Il Ravenna Festival apre con Zubin Mehta

Rimini

RAVENNA. Il ricco cartellone della 26ª edizione di Ravenna festival, che si caratterizza per una immersione nei temi e nelle suggestioni dell’opera dantesca – come suggerisce il titolo “L’amor che move il sole e l’altre stelle” –, è come sempre punteggiato di importanti appuntamenti sinfonici. Così, dopo quella sorta di prologo costituito nei giorni scorsi dal rutilante musical “Rocky horror show” e dalla evocativa installazione luminosa e sonora “Arpa di luce”, è proprio al repertorio sinfonico che è affidata, questa sera, l’apertura ufficiale degli spettacoli: sul podio dell’Orchestra del Maggio Musicale Fiorentino salirà uno dei massimi direttori del nostro tempo, Zubin Mehta, che a quella compagine è legato da un rapporto che dura da trent’anni.

Certamente Mehta, tra gli innumerevoli protagonisti del mondo musicale che negli anni si sono avvicendati sul palcoscenico di questo festival, è tra i più “affezionati”: dal 1991, quando diresse la stessa orchestra fiorentina alla Rocca Brancaleone, torna infatti oggi a Ravenna per la sesta volta. E ancora una volta scegliendo un programma che inanella alcune delle pagine più accattivanti del repertorio classico, e tracciando un arco che dal Beethoven del primo Ottocento arriva agli ultimi anni di quel secolo, con l’ultima struggente composizione di Cajkovskij passando per l’intensa scrittura di Wagner.

Dunque, nella prima parte del concerto Zubin Mehta proporrà al pubblico del Pala De André due opere, quelle di Beethoven e di Wagner, intrinsecamente legate al teatro musicale, ma divenute nel tempo veri e propri pezzi da concerto: del primo l’ouverture “Leonore”, la terza delle quattro composte per l’opera “Fidelio”; del secondo quella sorta di “condensato” del “Tristano e Isotta” che è il “Preludio e morte di Isotta”.

L’ouverture beethoveniana, composta nel 1806 per la ripresa del “Fidelio” (che aveva debuttato l’anno prima), e poi sostituita dal compositore da una pagina più agile e brillante, venne per la prima volta reinserita nel corso del Singspiel stesso, quale preludio al finale, da Gustav Mahler, allora direttore dell’Opera di Vienna. Che in questo modo conferì a questa poderosa e sfavillante “sintesi poetica” dell’unica opera teatrale di Beethoven una vera e propria seconda vita, contribuendo quindi alla fortunata prassi di eseguirla in apertura di concerto.

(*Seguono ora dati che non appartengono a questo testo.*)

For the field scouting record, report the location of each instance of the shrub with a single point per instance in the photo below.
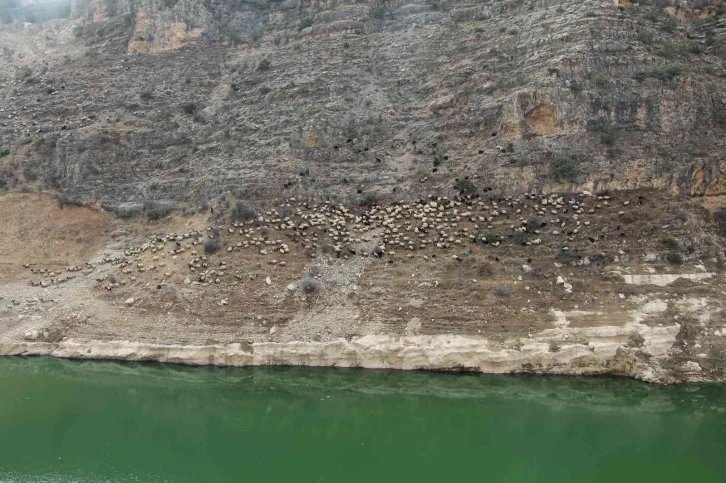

Non del tutto dissimile è il caso del “Preludio e morte di Isotta”, ovvero l’accostamento in un unico pezzo sinfonico dei due brani strumentali che stanno all’inizio e alla fine del “Tristano e Isotta”, che, eseguito per la prima volta come pezzo a sé stante nel 1859 (6 anni prima della messa in scena dell’opera), condensa nell’acceso colore strumentale e nell’esasperato cromatismo le struggenti sensazioni di una passione d’amore violenta ed espressiva fino al grande finale della trasfigurazione di Isotta.

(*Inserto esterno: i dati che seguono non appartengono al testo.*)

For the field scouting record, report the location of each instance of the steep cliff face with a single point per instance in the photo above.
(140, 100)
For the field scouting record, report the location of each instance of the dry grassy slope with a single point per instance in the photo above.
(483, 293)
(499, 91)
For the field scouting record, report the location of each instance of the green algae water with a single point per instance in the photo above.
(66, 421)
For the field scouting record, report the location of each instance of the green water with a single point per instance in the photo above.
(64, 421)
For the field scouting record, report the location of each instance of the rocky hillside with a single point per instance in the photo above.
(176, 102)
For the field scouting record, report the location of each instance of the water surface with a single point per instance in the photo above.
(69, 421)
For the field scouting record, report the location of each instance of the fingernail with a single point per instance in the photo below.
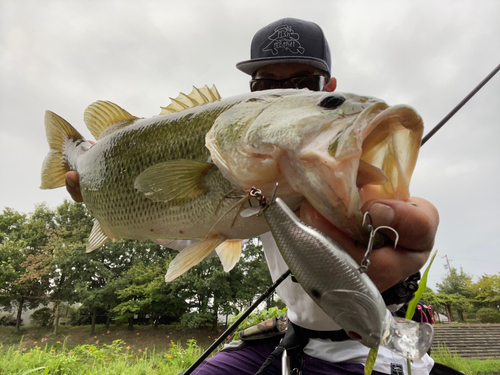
(382, 214)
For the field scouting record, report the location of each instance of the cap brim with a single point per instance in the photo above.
(250, 66)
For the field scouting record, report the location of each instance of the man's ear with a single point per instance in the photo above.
(331, 85)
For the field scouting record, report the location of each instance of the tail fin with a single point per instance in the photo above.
(55, 165)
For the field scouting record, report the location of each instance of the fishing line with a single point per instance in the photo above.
(460, 105)
(235, 325)
(271, 289)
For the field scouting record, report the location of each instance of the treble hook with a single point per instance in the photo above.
(365, 263)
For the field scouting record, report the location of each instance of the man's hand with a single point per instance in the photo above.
(73, 186)
(416, 225)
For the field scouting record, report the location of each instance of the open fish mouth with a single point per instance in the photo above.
(391, 139)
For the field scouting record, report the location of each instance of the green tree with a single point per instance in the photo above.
(24, 266)
(486, 291)
(143, 290)
(455, 284)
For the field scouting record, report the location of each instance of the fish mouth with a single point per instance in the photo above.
(373, 158)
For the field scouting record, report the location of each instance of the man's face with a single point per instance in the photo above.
(288, 75)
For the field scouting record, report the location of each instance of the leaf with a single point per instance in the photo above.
(35, 369)
(370, 360)
(422, 286)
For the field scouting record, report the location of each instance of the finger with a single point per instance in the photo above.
(73, 186)
(389, 266)
(416, 221)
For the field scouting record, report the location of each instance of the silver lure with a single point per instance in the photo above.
(332, 279)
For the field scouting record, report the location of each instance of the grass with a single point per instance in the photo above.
(96, 359)
(465, 365)
(143, 351)
(139, 338)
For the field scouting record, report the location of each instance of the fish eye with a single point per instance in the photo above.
(332, 101)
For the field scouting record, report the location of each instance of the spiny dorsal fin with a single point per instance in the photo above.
(180, 180)
(100, 115)
(195, 98)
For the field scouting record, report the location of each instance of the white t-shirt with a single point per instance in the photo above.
(303, 311)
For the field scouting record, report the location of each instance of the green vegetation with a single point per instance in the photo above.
(44, 265)
(115, 358)
(465, 365)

Diversa la genesi, ma non l’intensità espressiva, dell’ultima opera in programma, la Sesta Sinfonia “Patetica” di Cajkovskij. Quella che è stata definita il testamento, l’addio alla vita del grande compositore russo, che a 53 anni morirà suicida nove giorni dopo averne diretto, nell’ottobre 1893, la prima esecuzione a San Pietroburgo. E se è sempre rischioso sovrapporre l’opera d’arte al dato biografico, è pur vero che i temi fondanti dell’intera sinfonia hanno un preciso connotato semantico, dolente e funereo (così come le citazioni dalla liturgia dei defunti), e che insieme alla musica, nel finale, sembra svanire la vita stessa.